Et Libov de se lâcher en en imaginant d’autres permettant de lancer un appel audio ou vidéo… de créer un groupe, etc. Demain, comme le système sait que nous utilisons Foursquare, il suffirait de faire un message avec le terme Foursquare pour que la messagerie interroge notre historique ou directement le site et qu’il nous réponde automatiquement directement dans notre messagerie…

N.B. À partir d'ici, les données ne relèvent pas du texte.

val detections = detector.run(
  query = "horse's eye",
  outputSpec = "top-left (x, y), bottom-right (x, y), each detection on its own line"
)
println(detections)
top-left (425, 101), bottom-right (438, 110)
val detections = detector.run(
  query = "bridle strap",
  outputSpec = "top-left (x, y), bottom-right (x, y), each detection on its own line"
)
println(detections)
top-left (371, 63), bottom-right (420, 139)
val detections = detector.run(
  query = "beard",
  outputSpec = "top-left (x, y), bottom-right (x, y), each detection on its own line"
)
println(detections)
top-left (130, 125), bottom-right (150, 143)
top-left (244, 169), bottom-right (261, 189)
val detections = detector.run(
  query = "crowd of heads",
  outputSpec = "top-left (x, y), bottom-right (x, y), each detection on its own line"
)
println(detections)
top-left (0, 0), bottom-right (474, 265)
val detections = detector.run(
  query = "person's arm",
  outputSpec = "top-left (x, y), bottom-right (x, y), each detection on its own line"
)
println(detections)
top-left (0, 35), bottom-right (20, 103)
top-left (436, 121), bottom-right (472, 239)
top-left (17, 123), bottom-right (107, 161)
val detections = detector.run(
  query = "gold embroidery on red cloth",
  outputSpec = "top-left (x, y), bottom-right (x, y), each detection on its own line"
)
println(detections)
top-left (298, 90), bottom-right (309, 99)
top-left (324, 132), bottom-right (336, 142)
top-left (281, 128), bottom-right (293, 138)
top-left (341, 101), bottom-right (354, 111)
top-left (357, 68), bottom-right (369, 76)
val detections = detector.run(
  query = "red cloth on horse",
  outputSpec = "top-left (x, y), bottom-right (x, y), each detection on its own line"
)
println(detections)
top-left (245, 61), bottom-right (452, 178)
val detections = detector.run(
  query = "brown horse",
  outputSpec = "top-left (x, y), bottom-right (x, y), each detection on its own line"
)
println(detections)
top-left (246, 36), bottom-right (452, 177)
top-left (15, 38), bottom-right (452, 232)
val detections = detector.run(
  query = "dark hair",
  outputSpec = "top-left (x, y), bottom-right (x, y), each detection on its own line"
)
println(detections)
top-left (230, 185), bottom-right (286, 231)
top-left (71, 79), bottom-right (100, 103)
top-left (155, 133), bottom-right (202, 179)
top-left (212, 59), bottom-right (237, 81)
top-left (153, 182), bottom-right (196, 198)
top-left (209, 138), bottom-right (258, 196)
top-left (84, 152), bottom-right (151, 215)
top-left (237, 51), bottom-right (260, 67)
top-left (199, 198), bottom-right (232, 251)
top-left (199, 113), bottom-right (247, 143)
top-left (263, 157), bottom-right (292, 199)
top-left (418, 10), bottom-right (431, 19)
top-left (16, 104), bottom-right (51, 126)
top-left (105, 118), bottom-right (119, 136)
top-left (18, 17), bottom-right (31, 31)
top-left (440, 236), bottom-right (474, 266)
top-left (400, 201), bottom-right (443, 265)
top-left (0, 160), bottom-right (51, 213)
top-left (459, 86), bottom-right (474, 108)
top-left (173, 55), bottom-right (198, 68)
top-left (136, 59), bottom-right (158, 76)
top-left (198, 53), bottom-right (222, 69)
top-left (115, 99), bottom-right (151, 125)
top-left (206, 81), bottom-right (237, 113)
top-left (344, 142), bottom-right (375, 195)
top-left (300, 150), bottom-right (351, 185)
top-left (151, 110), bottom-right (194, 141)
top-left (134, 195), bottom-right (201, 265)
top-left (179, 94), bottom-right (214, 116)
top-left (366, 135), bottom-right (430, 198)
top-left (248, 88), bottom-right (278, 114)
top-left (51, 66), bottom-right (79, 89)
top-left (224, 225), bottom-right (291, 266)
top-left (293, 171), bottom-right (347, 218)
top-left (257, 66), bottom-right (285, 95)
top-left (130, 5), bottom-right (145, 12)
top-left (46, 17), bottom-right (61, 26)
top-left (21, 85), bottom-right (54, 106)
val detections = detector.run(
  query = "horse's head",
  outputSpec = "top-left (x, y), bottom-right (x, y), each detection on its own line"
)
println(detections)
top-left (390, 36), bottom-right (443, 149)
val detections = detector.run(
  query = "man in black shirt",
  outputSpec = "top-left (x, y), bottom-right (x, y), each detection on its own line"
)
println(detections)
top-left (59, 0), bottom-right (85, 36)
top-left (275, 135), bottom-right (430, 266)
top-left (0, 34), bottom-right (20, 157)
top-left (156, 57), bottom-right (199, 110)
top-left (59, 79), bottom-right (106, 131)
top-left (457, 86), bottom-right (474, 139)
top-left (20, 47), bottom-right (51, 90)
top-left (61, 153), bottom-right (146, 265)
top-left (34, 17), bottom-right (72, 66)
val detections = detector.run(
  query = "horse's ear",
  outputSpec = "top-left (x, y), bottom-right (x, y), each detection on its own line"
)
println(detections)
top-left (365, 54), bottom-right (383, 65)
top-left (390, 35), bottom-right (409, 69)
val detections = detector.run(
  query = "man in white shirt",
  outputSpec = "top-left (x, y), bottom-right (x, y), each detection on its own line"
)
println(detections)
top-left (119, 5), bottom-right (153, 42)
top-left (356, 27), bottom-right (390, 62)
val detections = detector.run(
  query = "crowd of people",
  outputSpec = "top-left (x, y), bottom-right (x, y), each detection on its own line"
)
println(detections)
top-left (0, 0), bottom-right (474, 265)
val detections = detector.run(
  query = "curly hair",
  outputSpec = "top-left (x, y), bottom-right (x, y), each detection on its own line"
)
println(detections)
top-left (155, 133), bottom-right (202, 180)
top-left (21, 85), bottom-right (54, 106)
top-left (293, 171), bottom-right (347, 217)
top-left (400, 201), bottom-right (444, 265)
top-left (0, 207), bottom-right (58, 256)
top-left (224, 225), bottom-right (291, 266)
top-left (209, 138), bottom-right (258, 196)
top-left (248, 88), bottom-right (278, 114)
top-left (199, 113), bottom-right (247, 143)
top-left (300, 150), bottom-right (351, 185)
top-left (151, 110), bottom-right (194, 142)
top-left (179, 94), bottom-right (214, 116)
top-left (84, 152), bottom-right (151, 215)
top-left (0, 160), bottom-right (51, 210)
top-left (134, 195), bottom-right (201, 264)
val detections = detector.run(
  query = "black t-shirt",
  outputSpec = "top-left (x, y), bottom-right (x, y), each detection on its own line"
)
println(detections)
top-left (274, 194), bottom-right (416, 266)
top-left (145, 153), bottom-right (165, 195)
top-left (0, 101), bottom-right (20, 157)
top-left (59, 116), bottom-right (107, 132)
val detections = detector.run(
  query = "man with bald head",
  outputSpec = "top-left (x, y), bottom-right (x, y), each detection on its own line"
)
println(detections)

Message+SquareImage : Exemple d’interpellation de Foursquare directement depuis sa messagerie. Et réponse.

Toutes ces idées, illustrent ce que Chris Messina baptisait il y a quelques mois, le « commerce conversationnel ». Ce temps où les applications de messagerie apportent le point de vente jusqu’à l’utilisateur. « Le commerce conversationnel consiste à délivrer de la commodité, de la personnalisation et une aide à la décision alors que les gens sont en mobilité, partiellement attentifs. »

Assurément, il y là un nouveau Graal de l’automatisation pour le commerce en ligne… qui paraît comme toujours simple et enchanteur, mais qui évoque surtout un monde pour des gens décidés et très à l’aise avec la technologie. Parler avec des bots avec des codes de commandes n’est pour l’instant pas si simple.